Il résulte des articles L.342-1 et L.342-10 du Code de l’entrée et du séjour des étrangers et du droit d’asile que « le maintien en zone d’attente au-delà de quatre jours à compter de la décision initiale peut être autorisé, par le juge des libertés et de la détention statuant sur l’exercice effectif des droits reconnus à l’étranger, pour une durée qui ne peut être supérieure à huit jours » et que « l’existence de garanties de représentation de l’étranger n’est pas à elle seule susceptible de justifier le refus de prolongation de son maintien en zone d’attente ».
Le seul fait qu’un enfant mineur soit concerné ne permet pas de dépasser l’incompétence du juge judiciaire pour statuer sur la décision d’entrée.
Pour autant, il est rappelé que le placement d’un enfant mineur en zone d’attente soulève des questions spécifiques découlant de la nécessité de prendre en considération l’intérêt supérieur de cet enfant et de faire preuve d’une vigilance certaine dans la mesure où, qu’il soit ou non accompagné, il requiert une attention particulière en raison de sa particulière vulnérabilité et appelle une prise en charge spécifique compte tenu de son âge et de son absence d’autonomie (Arrêt de la CEDH du 12 janvier 2012 Popov c. France § 91).

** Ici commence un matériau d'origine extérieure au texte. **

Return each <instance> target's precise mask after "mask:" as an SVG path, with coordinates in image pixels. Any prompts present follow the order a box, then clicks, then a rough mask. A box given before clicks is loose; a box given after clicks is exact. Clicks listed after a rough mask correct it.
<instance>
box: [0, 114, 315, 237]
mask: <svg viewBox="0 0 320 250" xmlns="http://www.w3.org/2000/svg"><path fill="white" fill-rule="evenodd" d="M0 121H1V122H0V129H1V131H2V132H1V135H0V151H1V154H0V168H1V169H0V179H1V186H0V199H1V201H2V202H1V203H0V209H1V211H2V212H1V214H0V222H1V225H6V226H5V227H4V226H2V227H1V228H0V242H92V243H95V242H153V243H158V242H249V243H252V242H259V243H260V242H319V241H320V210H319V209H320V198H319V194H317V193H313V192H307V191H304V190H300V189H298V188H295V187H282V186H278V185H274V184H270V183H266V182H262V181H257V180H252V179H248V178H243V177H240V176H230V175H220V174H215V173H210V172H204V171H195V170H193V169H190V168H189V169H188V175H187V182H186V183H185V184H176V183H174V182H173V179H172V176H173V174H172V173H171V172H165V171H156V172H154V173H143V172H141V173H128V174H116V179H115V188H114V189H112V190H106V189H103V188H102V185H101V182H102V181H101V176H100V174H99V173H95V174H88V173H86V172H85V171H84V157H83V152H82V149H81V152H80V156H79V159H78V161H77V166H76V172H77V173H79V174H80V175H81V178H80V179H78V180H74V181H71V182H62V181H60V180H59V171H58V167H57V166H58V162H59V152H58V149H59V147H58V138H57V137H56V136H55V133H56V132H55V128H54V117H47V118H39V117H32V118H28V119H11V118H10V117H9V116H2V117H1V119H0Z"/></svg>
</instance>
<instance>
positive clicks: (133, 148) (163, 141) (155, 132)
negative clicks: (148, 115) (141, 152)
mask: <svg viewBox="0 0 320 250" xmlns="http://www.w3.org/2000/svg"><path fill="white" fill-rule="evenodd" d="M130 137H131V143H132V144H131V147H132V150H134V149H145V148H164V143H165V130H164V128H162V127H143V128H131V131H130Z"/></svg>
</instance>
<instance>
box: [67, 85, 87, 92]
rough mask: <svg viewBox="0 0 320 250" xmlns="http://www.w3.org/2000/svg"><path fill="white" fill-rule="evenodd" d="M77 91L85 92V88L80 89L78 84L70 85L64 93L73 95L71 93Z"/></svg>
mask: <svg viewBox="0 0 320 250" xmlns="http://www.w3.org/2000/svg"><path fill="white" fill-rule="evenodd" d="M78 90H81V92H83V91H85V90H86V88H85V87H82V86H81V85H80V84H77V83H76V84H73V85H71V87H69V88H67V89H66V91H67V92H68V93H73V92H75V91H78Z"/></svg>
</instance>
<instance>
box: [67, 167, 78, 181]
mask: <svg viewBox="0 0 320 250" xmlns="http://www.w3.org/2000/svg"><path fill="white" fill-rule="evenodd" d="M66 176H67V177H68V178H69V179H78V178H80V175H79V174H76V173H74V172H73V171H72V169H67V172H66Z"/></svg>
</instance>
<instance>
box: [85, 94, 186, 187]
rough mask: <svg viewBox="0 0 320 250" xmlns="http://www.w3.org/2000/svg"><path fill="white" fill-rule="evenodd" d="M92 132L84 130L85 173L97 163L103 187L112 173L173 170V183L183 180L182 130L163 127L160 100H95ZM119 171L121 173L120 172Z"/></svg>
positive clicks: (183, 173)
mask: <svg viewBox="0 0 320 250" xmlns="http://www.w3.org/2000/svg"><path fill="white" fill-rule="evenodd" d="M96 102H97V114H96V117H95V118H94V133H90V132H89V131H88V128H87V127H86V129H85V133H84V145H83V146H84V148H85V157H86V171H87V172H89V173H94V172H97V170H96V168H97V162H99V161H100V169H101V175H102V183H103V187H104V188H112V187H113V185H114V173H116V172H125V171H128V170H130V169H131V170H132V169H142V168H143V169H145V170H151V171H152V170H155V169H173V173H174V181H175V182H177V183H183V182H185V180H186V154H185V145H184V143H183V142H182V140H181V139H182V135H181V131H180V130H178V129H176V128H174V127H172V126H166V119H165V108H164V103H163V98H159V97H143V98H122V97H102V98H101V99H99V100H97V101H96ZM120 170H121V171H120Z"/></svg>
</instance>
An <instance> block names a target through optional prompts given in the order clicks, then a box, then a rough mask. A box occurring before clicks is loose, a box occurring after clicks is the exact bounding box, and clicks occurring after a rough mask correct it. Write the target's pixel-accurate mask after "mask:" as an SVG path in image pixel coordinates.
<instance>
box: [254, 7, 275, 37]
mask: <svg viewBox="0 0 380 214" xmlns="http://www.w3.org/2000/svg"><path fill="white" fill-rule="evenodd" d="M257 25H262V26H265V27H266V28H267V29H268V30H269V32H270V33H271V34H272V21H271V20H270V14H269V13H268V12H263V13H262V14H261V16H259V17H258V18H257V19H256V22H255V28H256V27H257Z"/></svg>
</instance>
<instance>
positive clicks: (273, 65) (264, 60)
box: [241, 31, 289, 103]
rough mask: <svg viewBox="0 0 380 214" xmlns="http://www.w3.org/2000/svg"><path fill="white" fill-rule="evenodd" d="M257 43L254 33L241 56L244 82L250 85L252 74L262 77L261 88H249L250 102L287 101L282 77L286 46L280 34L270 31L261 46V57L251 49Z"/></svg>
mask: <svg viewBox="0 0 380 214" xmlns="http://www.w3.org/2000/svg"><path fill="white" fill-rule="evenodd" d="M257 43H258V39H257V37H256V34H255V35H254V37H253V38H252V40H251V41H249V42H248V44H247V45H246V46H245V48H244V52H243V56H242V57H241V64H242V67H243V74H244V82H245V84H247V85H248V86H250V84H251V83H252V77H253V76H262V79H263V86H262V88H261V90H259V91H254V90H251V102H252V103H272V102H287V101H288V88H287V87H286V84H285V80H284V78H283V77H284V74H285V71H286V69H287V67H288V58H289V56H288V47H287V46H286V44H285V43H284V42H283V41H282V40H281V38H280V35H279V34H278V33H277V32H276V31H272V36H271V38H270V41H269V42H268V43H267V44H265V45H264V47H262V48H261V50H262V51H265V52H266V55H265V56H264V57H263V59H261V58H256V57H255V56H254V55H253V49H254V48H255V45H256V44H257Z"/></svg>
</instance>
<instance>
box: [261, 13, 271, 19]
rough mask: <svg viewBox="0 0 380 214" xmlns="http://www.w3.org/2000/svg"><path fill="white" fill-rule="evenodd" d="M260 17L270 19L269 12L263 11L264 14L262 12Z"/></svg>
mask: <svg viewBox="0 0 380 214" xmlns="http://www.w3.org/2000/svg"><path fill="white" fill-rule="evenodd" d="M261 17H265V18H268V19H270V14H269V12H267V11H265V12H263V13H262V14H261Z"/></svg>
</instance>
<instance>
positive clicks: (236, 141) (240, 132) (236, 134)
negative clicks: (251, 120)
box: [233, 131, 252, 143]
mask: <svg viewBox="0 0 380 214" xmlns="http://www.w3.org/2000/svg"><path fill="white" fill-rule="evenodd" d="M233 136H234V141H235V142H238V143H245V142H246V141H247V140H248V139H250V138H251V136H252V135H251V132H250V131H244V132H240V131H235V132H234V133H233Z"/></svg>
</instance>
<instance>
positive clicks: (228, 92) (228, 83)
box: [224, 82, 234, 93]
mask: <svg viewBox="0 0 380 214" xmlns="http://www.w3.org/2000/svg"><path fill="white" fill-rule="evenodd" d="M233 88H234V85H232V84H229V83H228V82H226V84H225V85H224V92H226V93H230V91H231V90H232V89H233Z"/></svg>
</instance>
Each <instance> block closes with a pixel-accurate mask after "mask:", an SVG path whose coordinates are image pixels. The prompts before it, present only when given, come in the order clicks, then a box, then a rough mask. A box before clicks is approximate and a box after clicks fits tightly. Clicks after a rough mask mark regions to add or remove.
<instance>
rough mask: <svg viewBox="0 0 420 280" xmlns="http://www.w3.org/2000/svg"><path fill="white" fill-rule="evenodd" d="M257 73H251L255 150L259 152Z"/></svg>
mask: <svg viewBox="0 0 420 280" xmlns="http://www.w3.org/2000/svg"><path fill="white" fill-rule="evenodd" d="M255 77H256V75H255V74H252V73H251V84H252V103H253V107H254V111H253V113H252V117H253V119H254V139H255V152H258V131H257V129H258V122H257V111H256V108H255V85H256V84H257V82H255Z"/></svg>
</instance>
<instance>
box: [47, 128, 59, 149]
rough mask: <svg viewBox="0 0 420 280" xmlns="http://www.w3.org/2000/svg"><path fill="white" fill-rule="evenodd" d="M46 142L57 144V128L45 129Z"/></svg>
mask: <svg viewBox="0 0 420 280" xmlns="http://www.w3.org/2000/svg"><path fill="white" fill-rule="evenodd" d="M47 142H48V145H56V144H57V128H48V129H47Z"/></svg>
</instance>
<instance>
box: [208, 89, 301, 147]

Le juge national, à l’instar de la Cour européenne des droits de l’homme, apprécie l’existence d’une violation des articles 3 et 8 de la Convention en mobilisant les trois facteurs suivants :
— l’âge de l’enfant mineur,
— le caractère adapté ou non des locaux au regard de leurs besoins spécifiques,
— la durée de la privation de liberté (voir notamment sur ce point, R.M. et autres c. France, no 33201/11, § 70, 12 juillet 2016, S.F. et autres c. Bulgarie, no 8138/16, §§ 78-83, 7 décembre 2017).
En l’espèce, il ressort des pièces de la procédure que M. [B] [V] s’est présenté aux contrôles à la frontière en compagnie de sa fille, [F] [C], mineure de quatre mois, et de son fils [Z], mineur âgé de cinq ans, représentés par celui-ci. Mme [H] [S], mère des enfants, les accompagnait.
La situation tenant à :
— un placement en zone d’attente de ces deux mineurs de quatre mois et cinq ans, avec leurs parents, dans des conditions d’enfermement par nature inadaptées à des enfants de cet âge, plus particulièrement encore s’agissant d’un nourrisson,
— au-delà des conséquences néfastes d’une privation de liberté sur l’état psychique et physique de si jeunes mineurs, à des locaux de la zone d’attente qui ne sont pas aménagés pour répondre aux besoins d’enfants de ces âges, qui se retrouvent entourés d’adultes, alors que notamment pour celui de cinq ans, il a besoin de contacts avec d’autres enfants de la même tranche d’âge ;
— à un placement qui perdure depuis le 14 octobre 2025 2025, soit une semaine.
alors qu’il ne saurait être fait grief de quelque manière aux parents d’avoir placé leurs enfants dans cette situation, impose de retenir que le maintien en zone d’attente de ces mineurs, même accompagnés de leurs parents, est contraire à l’intérêt supérieur de l’enfant et, partant, disproportionné. Le maintien en zone d’attente ne peut donc être prolongé pour l’enfant comme pour ses parents puisque l’intérêt supérieur de mineurs et leur vulnérabilité ne sauraient avoir été pris en compte s’ils se retrouvaient sans ceux-ci en dehors de la zone d’attente.
Il y a donc lieu de confirmer la décision dont appel.
PAR CES MOTIFS
CONFIRMONS l’ordonnance
ORDONNONS la remise immédiate au procureur général d’une expédition de la présente ordonnance.
Fait à [Localité 1], le 21 octobre 2025 à
LE GREFFIER, LE PRÉSIDENT,
REÇU NOTIFICATION DE L’ORDONNANCE ET DE L’EXERCICE DES VOIES DE RECOURS :
Pour information :
L’ordonnance n’est pas susceptible d’opposition.
Le pourvoi en cassation est ouvert à l’étranger, à l’autorité administrative qui a prononcé le maintien en zone d’attente ou la rétention et au ministère public.
Le délai de pourvoi en cassation est de deux mois à compter de la notification.
Le pourvoi est formé par déclaration écrite remise au secrétariat greffe de la Cour de cassation par l’avocat au Conseil d’Etat et à la Cour de cassation constitué par le demandeur.